5. The impact of non-tuberculous environmental bacteria and BCG vaccination in driving susceptibility or protection to Mtb infection.
Tuberculosis (TB) is the leading cause of death by a single infectious agent worldwide, responsible for over 1.5 million deaths annually. Several barriers preclude successful control of TB, including an incomplete understanding of the immune mechanisms required for protection. Recent work has highlighted that the binary classification of TB as either latent infection or active disease is an oversimplification. Instead, TB should be considered as a spectrum disease to capture the biological heterogeneity and overlap between infection states. Upon initial exposure, the majority of individuals will contain Mycobacterium tuberculosis (Mtb) (latent infection), but about 5-15% will progress to active TB during their lifetime (progressors). A few individuals may be able to eliminate the pathogen upon primary exposure (reverters or resisters).
The high variability observed in susceptibility to Mtb infection and clinical outcomes in humans is the result of host and environmental factors. Host genetics, co-morbid illnesses, prior exposure to mycobacteria through vaccination or exposure to non-tuberculous mycobacteria all play a role in shaping Mtb infection outcomes, and likely many additional factors do contribute but have not been characterized yet. One major challenge in studying Mtb susceptibility to infection is the limited and univariate clinical definition of latent TB. For instance, it is not possible yet to predict which individuals will be susceptible vs. resistant to infection, which would be of high interest for improving TB control and vaccine development. Another challenge is that the immune cell subsets, phenotype and functions that contribute to the immune variability to Mtb infection are not fully characterized.

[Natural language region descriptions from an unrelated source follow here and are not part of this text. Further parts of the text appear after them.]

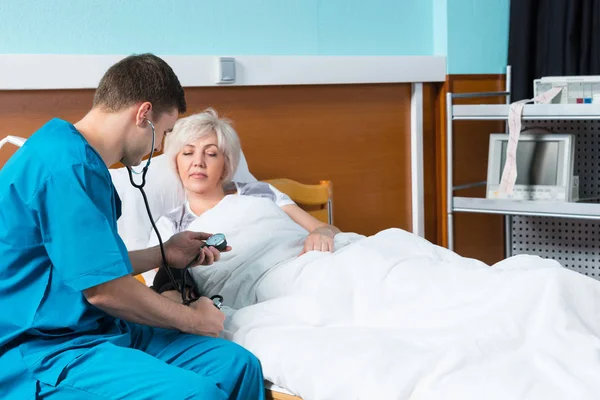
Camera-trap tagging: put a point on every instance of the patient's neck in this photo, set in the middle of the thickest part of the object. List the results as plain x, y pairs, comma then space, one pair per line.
202, 202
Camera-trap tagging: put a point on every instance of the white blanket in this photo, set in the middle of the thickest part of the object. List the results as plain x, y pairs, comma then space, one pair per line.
394, 317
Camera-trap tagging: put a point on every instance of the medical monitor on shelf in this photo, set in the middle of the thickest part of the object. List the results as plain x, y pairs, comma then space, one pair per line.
545, 166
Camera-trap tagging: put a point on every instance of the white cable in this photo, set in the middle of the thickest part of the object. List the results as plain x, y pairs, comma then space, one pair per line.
17, 141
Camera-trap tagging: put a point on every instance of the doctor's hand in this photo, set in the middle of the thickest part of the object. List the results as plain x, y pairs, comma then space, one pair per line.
320, 239
210, 319
183, 247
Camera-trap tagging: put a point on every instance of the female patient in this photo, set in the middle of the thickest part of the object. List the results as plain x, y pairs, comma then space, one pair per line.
205, 151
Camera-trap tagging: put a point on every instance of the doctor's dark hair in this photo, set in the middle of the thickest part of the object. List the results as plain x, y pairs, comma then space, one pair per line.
140, 78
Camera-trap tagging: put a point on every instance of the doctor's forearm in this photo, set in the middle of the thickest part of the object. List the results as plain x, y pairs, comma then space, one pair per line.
145, 260
128, 299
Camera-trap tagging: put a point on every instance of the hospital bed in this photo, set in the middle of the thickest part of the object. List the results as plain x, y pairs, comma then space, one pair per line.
316, 199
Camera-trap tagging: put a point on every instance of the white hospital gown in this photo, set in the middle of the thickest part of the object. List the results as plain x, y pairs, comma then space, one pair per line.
179, 219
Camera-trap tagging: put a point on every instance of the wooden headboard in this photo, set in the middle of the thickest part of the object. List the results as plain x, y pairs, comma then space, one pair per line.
357, 136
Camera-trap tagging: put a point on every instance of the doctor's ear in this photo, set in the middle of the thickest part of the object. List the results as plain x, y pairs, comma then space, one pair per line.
143, 113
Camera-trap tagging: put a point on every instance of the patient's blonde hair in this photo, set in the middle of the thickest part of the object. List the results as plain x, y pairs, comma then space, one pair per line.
197, 126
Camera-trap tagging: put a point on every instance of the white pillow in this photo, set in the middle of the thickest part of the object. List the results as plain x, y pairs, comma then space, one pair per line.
164, 192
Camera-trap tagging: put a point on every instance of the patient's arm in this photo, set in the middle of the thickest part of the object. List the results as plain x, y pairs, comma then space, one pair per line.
321, 234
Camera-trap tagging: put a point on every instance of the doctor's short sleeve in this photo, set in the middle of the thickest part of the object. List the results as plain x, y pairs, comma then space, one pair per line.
263, 189
77, 212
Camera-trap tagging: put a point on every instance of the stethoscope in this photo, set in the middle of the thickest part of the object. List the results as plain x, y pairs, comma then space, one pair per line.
186, 298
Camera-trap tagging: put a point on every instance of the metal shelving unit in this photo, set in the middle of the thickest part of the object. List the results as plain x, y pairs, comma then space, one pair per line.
556, 115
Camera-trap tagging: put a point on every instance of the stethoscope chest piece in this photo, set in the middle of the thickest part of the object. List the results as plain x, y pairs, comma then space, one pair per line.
217, 241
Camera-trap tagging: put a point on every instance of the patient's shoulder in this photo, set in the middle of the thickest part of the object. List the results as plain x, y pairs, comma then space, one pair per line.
264, 190
178, 219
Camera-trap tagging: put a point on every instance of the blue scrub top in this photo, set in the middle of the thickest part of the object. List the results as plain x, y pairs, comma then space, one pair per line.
58, 237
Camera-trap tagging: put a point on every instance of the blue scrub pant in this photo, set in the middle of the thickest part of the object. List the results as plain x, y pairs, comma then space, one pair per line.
164, 364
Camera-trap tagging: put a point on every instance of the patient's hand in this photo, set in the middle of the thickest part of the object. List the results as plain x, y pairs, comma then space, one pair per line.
183, 247
320, 239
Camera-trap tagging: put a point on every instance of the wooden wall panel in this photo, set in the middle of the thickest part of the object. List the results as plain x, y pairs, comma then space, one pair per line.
478, 236
358, 136
432, 133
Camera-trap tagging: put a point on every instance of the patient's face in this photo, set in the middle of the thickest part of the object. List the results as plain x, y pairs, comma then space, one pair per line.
201, 165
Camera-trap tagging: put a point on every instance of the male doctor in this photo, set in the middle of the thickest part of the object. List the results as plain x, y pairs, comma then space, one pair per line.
74, 322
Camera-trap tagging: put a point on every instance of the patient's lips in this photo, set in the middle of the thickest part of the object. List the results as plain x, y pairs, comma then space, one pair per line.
198, 175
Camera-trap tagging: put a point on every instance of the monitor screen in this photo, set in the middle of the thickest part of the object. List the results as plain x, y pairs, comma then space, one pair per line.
537, 162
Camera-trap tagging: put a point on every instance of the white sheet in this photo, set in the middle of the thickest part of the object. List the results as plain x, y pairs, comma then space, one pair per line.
392, 316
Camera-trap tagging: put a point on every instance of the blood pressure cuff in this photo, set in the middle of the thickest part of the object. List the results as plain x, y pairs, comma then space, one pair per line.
162, 283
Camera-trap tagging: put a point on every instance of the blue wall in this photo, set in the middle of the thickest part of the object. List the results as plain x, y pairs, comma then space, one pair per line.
473, 34
477, 37
266, 27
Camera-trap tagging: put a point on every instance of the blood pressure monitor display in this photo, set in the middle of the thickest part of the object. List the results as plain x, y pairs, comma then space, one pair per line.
537, 162
544, 167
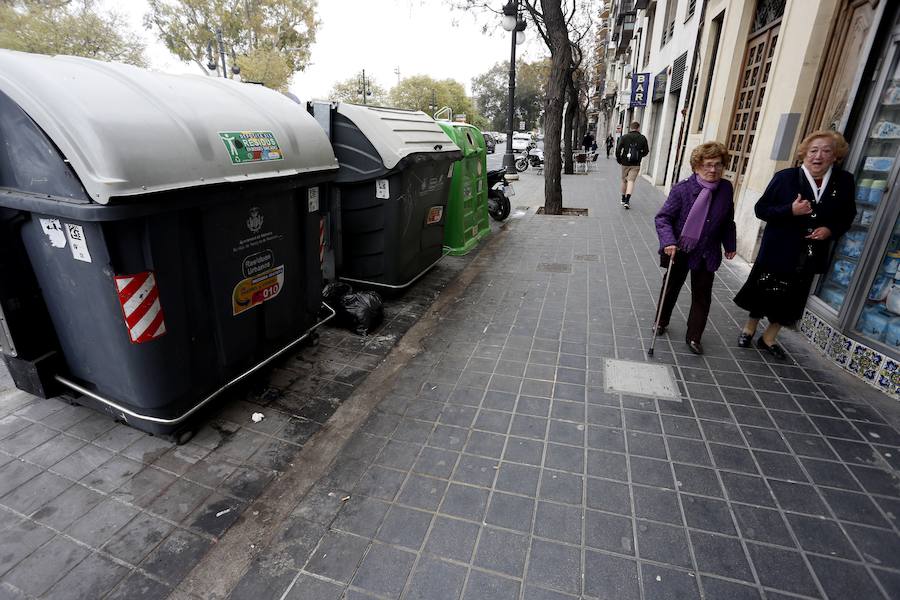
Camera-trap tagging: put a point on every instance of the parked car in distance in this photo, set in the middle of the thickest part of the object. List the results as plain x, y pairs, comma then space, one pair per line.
489, 142
521, 141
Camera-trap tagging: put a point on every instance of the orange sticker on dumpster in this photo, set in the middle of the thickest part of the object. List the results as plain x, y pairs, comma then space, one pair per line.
255, 290
435, 214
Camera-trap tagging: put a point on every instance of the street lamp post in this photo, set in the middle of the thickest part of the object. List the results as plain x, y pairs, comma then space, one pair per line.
211, 58
365, 86
515, 23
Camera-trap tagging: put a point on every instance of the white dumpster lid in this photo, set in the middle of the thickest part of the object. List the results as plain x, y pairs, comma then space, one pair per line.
396, 133
128, 131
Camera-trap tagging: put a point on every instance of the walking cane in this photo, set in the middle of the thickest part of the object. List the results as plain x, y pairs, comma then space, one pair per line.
662, 298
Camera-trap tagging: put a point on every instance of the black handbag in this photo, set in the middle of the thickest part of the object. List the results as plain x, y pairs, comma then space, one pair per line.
774, 288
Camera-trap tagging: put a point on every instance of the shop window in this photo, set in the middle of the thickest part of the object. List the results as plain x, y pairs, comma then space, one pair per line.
691, 9
880, 151
767, 12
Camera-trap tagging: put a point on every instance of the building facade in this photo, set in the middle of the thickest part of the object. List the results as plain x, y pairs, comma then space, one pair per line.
759, 76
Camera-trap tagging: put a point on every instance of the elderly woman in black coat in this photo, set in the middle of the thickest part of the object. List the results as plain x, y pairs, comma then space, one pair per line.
806, 209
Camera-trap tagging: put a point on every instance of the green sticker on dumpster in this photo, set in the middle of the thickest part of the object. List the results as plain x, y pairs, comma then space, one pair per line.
251, 146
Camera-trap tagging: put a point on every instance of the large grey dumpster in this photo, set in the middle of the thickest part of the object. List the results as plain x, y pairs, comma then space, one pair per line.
392, 191
159, 235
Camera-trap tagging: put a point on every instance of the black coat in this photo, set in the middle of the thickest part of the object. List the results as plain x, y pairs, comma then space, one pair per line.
784, 245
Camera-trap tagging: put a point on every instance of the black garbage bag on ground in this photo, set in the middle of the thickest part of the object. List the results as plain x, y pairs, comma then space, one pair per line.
361, 312
333, 292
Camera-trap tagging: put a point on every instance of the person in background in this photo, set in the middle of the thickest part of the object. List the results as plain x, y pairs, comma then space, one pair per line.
805, 208
632, 148
587, 142
694, 225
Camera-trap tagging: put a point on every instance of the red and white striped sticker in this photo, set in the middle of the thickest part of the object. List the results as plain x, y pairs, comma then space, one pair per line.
139, 298
322, 242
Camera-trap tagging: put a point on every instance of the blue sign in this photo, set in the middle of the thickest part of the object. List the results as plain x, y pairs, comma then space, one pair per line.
640, 85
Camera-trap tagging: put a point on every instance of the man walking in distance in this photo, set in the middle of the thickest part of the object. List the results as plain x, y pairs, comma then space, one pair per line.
631, 149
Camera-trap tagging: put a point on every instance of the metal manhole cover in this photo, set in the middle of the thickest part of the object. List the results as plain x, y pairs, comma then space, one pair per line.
640, 379
555, 267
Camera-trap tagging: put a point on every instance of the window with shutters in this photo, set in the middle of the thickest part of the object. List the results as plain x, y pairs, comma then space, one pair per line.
767, 12
715, 36
754, 76
668, 22
751, 91
651, 18
691, 9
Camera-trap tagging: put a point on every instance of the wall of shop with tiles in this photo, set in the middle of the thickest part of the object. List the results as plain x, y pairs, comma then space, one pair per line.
873, 367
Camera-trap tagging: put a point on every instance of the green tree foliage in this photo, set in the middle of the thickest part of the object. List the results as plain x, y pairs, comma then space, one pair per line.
75, 27
270, 38
491, 92
350, 90
419, 91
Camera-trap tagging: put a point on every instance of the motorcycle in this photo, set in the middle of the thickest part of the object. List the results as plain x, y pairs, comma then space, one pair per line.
498, 192
533, 157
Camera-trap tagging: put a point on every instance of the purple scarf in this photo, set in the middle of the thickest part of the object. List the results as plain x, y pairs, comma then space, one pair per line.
693, 227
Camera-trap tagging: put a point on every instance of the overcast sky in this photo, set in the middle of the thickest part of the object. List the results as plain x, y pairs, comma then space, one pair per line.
415, 36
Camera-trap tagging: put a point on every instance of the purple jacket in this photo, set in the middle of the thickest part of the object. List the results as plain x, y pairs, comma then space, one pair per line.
719, 230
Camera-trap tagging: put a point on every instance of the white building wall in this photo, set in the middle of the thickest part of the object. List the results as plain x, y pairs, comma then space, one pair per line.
661, 122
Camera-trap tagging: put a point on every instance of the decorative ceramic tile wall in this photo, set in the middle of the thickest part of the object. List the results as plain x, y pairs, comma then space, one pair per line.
871, 366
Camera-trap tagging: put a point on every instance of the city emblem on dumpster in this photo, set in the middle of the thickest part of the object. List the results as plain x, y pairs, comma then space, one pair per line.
255, 220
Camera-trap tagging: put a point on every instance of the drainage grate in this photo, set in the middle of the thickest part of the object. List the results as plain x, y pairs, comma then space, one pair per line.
568, 212
640, 379
554, 267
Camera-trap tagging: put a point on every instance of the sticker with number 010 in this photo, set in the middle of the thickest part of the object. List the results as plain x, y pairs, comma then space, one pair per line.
435, 214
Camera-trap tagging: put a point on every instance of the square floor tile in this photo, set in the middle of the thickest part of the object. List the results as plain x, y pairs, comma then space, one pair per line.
555, 566
608, 532
610, 577
451, 538
501, 551
384, 570
763, 525
720, 555
782, 570
663, 543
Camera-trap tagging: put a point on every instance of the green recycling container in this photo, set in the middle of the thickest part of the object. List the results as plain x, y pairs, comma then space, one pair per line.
467, 216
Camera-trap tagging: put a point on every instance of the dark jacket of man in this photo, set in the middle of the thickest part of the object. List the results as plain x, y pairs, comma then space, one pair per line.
784, 244
718, 232
636, 138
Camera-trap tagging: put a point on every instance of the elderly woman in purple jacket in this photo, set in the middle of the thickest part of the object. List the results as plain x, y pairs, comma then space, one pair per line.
694, 225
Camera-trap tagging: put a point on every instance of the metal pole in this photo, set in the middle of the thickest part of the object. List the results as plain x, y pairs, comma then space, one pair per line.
221, 50
509, 160
364, 86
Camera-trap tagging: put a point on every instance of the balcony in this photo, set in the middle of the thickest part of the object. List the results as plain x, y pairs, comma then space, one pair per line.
624, 25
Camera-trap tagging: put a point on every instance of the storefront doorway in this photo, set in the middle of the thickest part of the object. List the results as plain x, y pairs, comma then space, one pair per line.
752, 87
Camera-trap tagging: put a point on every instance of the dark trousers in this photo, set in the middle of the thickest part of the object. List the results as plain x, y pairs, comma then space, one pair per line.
701, 297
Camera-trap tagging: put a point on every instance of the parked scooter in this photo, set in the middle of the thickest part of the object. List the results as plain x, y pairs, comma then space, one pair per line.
533, 157
498, 192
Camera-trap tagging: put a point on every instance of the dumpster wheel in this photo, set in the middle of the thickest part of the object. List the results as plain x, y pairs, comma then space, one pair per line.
184, 436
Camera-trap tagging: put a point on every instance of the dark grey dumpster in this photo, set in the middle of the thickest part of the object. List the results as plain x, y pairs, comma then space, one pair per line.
392, 191
159, 235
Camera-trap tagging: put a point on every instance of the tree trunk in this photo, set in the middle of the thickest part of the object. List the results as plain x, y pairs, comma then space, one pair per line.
561, 59
572, 142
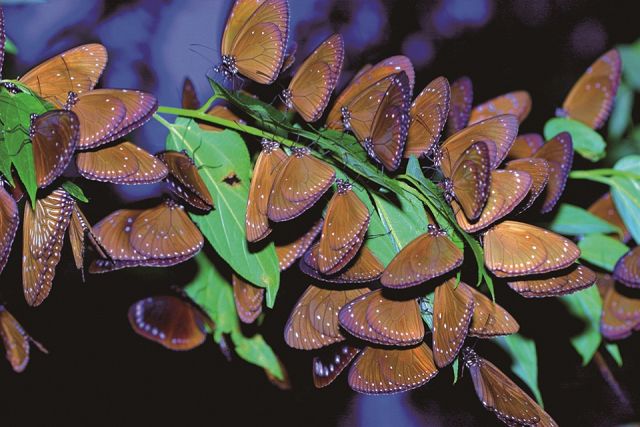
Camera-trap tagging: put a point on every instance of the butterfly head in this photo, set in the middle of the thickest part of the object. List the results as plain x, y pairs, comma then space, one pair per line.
343, 186
268, 146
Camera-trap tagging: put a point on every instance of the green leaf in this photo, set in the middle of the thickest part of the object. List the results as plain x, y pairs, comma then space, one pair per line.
211, 291
626, 194
621, 113
222, 155
587, 306
575, 221
586, 141
75, 191
602, 251
524, 360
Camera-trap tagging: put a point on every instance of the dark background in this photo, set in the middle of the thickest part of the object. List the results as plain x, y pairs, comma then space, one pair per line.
99, 372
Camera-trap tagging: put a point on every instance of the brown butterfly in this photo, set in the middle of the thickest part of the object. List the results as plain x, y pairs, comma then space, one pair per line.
375, 318
14, 338
517, 249
502, 396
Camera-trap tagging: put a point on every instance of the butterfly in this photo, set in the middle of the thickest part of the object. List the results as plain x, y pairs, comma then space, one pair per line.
461, 104
185, 180
428, 115
517, 249
490, 319
364, 267
9, 220
558, 153
122, 163
44, 227
620, 313
468, 181
368, 76
255, 39
313, 323
386, 370
507, 190
517, 103
170, 321
15, 339
502, 396
108, 114
378, 117
298, 185
345, 225
248, 299
605, 208
591, 98
311, 87
429, 255
76, 70
627, 269
267, 165
563, 282
375, 318
453, 306
54, 136
290, 251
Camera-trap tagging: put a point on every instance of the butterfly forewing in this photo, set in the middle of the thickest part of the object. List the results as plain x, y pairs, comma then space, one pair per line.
591, 98
517, 103
331, 362
185, 179
461, 104
428, 115
169, 321
490, 319
573, 279
165, 231
558, 153
269, 161
76, 70
517, 249
426, 257
386, 371
9, 220
507, 190
122, 163
54, 136
452, 310
313, 323
248, 299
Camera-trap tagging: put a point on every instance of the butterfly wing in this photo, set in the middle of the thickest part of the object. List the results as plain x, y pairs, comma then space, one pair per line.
517, 249
9, 220
558, 152
517, 103
169, 321
452, 311
122, 163
75, 70
426, 257
461, 104
54, 136
591, 98
428, 115
507, 190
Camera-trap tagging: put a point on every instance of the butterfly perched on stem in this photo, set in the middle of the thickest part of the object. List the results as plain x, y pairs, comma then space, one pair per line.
255, 39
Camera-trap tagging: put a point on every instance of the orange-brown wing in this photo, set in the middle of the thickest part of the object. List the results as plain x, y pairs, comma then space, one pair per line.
122, 163
517, 103
591, 98
517, 249
75, 70
452, 310
428, 114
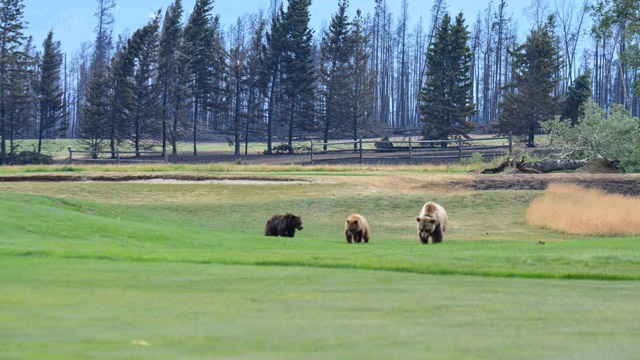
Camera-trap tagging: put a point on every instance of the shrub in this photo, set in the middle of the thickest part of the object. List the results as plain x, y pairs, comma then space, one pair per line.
610, 135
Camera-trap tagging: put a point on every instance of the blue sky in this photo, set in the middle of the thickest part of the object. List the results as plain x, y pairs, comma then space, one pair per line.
72, 20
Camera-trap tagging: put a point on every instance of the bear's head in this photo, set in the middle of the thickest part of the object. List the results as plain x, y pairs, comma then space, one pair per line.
426, 225
295, 221
354, 224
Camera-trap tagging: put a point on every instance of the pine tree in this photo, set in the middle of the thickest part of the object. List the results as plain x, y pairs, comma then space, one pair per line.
121, 96
577, 95
335, 51
169, 57
50, 93
531, 97
446, 104
144, 47
361, 77
276, 46
11, 40
299, 68
93, 129
199, 45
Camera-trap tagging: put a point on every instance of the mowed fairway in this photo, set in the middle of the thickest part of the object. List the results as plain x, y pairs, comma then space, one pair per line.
182, 271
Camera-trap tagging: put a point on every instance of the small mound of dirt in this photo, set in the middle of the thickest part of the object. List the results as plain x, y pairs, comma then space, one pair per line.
599, 166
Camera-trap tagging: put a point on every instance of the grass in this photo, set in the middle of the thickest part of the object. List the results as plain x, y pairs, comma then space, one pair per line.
576, 210
337, 170
91, 270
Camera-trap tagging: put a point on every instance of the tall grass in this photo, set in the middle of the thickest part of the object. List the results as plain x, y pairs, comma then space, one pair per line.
580, 211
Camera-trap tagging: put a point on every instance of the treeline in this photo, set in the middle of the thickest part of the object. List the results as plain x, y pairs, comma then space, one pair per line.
269, 77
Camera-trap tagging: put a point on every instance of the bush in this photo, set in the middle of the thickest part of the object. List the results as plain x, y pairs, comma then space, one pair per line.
30, 158
610, 135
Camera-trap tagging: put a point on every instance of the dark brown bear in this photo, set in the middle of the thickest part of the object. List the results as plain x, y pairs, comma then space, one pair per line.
283, 225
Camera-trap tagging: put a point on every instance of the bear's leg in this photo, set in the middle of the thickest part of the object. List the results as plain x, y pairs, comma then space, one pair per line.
437, 235
347, 235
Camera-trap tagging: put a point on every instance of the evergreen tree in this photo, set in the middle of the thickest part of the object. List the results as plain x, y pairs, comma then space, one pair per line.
531, 97
299, 68
11, 40
50, 93
276, 46
577, 95
121, 99
446, 103
168, 64
335, 51
361, 77
94, 126
144, 47
200, 47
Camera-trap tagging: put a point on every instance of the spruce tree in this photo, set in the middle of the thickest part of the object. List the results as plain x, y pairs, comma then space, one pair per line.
336, 53
531, 97
169, 57
275, 48
11, 40
93, 129
577, 95
299, 68
361, 77
144, 47
199, 45
50, 93
446, 104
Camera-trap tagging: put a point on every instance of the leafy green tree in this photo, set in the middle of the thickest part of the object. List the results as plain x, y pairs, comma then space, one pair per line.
446, 103
50, 93
611, 134
577, 95
531, 99
11, 41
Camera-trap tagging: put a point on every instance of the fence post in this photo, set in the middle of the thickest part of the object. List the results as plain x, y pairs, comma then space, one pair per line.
410, 152
510, 143
312, 151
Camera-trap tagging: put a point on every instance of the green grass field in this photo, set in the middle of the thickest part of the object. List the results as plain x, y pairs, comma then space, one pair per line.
150, 271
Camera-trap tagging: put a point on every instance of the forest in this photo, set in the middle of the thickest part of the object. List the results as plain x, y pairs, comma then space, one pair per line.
186, 76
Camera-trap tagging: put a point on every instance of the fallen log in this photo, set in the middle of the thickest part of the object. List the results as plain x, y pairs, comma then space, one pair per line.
537, 167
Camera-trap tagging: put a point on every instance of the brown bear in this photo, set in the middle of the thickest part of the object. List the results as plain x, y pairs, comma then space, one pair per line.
283, 225
357, 229
432, 222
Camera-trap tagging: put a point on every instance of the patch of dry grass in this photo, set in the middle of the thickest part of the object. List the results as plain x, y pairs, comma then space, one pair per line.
577, 210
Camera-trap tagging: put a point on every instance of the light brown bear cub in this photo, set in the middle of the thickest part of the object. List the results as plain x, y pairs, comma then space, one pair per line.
357, 229
432, 222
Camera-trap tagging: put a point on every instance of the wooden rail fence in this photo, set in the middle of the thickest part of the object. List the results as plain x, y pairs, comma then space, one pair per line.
120, 156
410, 150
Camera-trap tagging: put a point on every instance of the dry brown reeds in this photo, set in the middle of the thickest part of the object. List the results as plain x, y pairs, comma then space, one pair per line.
577, 210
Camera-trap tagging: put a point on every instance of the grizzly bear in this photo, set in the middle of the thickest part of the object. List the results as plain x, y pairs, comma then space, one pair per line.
432, 222
357, 229
283, 225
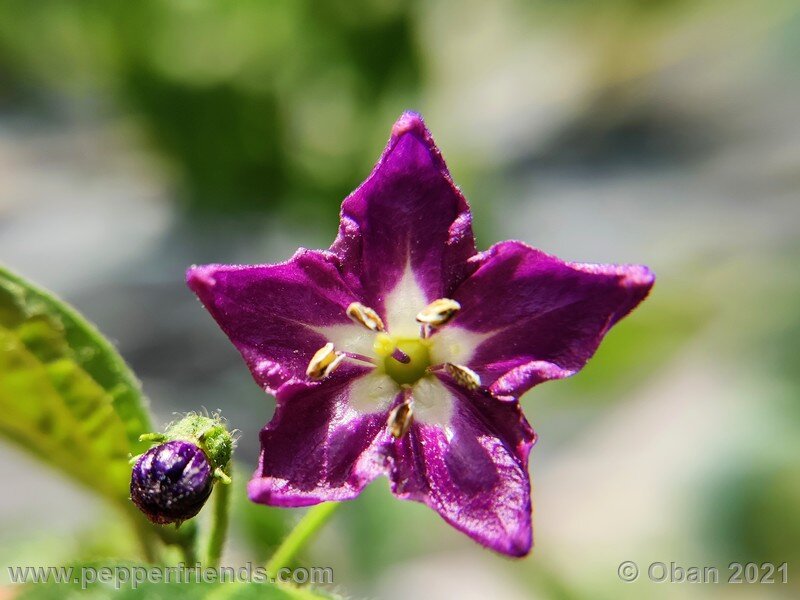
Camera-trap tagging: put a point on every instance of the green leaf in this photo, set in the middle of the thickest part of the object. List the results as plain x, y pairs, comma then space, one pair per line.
138, 582
66, 395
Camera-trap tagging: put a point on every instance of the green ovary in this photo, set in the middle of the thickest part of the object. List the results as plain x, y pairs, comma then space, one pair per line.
415, 349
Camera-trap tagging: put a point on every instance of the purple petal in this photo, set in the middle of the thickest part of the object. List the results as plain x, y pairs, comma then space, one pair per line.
268, 311
548, 316
407, 212
473, 472
317, 448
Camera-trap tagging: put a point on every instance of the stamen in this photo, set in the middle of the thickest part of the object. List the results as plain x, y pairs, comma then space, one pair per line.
365, 316
463, 376
324, 362
400, 418
360, 358
438, 312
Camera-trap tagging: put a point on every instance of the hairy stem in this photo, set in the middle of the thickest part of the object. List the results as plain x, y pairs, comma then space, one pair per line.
298, 537
219, 524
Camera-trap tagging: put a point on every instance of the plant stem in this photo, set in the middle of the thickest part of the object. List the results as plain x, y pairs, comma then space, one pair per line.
219, 523
298, 537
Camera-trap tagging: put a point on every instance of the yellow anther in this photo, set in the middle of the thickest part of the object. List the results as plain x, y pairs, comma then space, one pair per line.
365, 316
463, 376
438, 312
324, 362
400, 419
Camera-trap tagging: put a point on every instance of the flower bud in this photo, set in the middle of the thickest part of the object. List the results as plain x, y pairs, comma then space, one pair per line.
171, 482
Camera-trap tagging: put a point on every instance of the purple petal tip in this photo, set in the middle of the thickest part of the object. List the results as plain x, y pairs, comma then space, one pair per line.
409, 122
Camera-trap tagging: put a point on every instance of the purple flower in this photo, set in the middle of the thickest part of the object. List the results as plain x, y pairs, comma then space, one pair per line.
171, 482
402, 351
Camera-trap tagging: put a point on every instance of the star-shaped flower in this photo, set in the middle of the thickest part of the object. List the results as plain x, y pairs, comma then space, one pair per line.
402, 351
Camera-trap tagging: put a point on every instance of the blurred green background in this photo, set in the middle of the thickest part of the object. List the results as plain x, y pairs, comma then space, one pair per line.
139, 138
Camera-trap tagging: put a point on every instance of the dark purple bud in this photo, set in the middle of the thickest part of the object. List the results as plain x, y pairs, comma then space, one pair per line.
171, 482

This research topic will welcome publications aiming at better defining clinical outcomes after exposure to Mtb, such as ‘resistance’, and understanding the molecular mechanisms driving intra-individual variability in Mtb infection. In particular, this collection will aim to identify key molecular components that constitute a desirable immune response in “resister” populations, and which extrinsic (e.g. environmental), intrinsic (e.g. genetics) and immune factors drive progression to active disease in “susceptible” populations or lead to more severe outcomes or treatment failure in active disease populations. In order to achieve a high level of molecular granularity, we encourage submission of systems-level immune profiling studies such as genome-wide (epigenome, transcriptome, TCR repertoire), proteomic and metabolomic studies. Comparison of blood versus tissues such as lymph nodes or lung biopsies will also be of high interest. While our primary focus is on humans, we will also consider animal studies that can allow for a deeper mechanistic understanding of the immune variability to Mtb infection outcomes and the development of Mtb-specific immunity. We will consider the submission of most article types of the journal, including Original Research, Clinical Trial, Case Report, Methods, Review, Mini Review, Systematic Review, Classification, Perspective, Hypothesis and Theory and Opinion articles, focused on the following topics, but not limited to:
1. Identification of novel clinical, environmental, or genetic factors driving immune susceptibility to Mtb infection in humans.
2. Mechanistic studies of known and novel factors driving immune susceptibility to Mtb infection: which pathways or immune cell subsets are dysregulated?
3. Comparative immune profiling in blood and/or tissues of progressors vs. resistors using high-dimensional molecular profiling techniques: innate immunity, T cells, B cells/antibodies.
4. Frequency, phenotype, and function of Mtb-specific T cells in progressors vs. resistors. Conventional CD4 and CD8 T cells, but also non-conventional T cells such as donor-unrestricted T cells (DURT), including MAIT and gamma-delta T cells.
5. The impact of non-tuberculous environmental bacteria and BCG vaccination in driving susceptibility or protection to Mtb infection.